Just because radio execs made up a genre in the 80s to capture market share doesn't mean we have to roll with it.
/off soapbox
SweetCosmicPope@reddit
I'd heard a year or two ago that early 2000s pop punk was really popular. Like an old Yellowcard song had returned to the billboard charts or something.
Geoff-Vader@reddit
I listen to mostly newer music and one of my favorite movements the past couple years is young bands who clearly grew up influenced by that sound as little kids. I jokingly (but also kinda seriously) credit Phineas and Ferb.

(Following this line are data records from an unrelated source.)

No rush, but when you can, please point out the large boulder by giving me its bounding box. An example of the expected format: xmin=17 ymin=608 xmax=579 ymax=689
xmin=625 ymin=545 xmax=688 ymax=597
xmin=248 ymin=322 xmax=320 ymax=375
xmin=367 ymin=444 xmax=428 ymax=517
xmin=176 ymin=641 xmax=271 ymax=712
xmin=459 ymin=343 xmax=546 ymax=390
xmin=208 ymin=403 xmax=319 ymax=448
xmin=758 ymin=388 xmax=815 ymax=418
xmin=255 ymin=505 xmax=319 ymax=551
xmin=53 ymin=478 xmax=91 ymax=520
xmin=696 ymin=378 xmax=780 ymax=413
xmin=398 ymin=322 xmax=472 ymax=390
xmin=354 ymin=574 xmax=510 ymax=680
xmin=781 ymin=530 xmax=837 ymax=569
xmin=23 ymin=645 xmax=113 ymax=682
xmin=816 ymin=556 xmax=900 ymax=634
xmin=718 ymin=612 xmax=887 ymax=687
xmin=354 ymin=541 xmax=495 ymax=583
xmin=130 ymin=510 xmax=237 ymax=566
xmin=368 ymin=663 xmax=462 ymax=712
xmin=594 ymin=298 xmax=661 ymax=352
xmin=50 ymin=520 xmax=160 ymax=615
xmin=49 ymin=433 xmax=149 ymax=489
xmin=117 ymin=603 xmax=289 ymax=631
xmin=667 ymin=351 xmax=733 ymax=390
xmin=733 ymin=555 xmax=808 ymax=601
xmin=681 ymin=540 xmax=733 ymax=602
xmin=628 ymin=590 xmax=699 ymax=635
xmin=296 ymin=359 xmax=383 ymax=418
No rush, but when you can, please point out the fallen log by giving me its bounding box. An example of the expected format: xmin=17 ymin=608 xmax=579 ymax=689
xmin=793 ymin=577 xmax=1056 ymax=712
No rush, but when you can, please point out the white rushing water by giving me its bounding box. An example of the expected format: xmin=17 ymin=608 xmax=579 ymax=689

I particularly like girl-fronted groups in this space and call them my 'baby Paramore' bands. A lot of them merge pop-punk and grunge and it's an amazing sound. Seeing one of them next month.
BadassSasquatch@reddit
Gen Z loves 90s music and I'm here for it.
Zesty-B230F@reddit
Nirvana and Green Day and 311 for our age group, but technically Rolling Stones are still releasing albums, so that kinda messes with the time line.
small___potatoes@reddit
My 11 year old nephew is learning guitar and he’s really into Led Zeppelin, Guns N Roses, Black Sabbath, Metallica. Some music just doesn’t go out of style…
tres-vip@reddit
Apparently it's Green Day, Aerosmith, Guns and Roses, and Nirvana, lol
Left-Landscape-3890@reddit
Stp, Bush, Tonic, Nirvana are on my classic rock station now. It honestly makes me a little nauseous
lobaybliss@reddit
My kids are listening to 90s bands
Unusual_Piano7118@reddit
Foo Fighters.
steven_cornthrob@reddit
Adrasteia-One@reddit
I'd think Weezer, Foo Fighters, Green Day, Bush and other mid to late '90s bands would fit that description.
KCRoyalsFan402@reddit
Motley Crew. White Snake. Etc
lavasca@reddit
Crüe
KCRoyalsFan402@reddit
Haha
imnottheoneipromise@reddit
It’s still these same bands.
silversunshinestares@reddit
Weezer have happily taken on the mantel of "alternative dad rock".
BWdad@reddit
Well, they play Soundgarden and Nirvana and Stone Temple Pilots on the classic rock station near me so bands like them, maybe.
blamberr@reddit
I think classic rock is music from the late 60s to mid 90s at this point
VinylHighway@reddit
Alternative/grunge?
OneHumanBill@reddit
Also seventies classic rock, but maybe also eighties hits.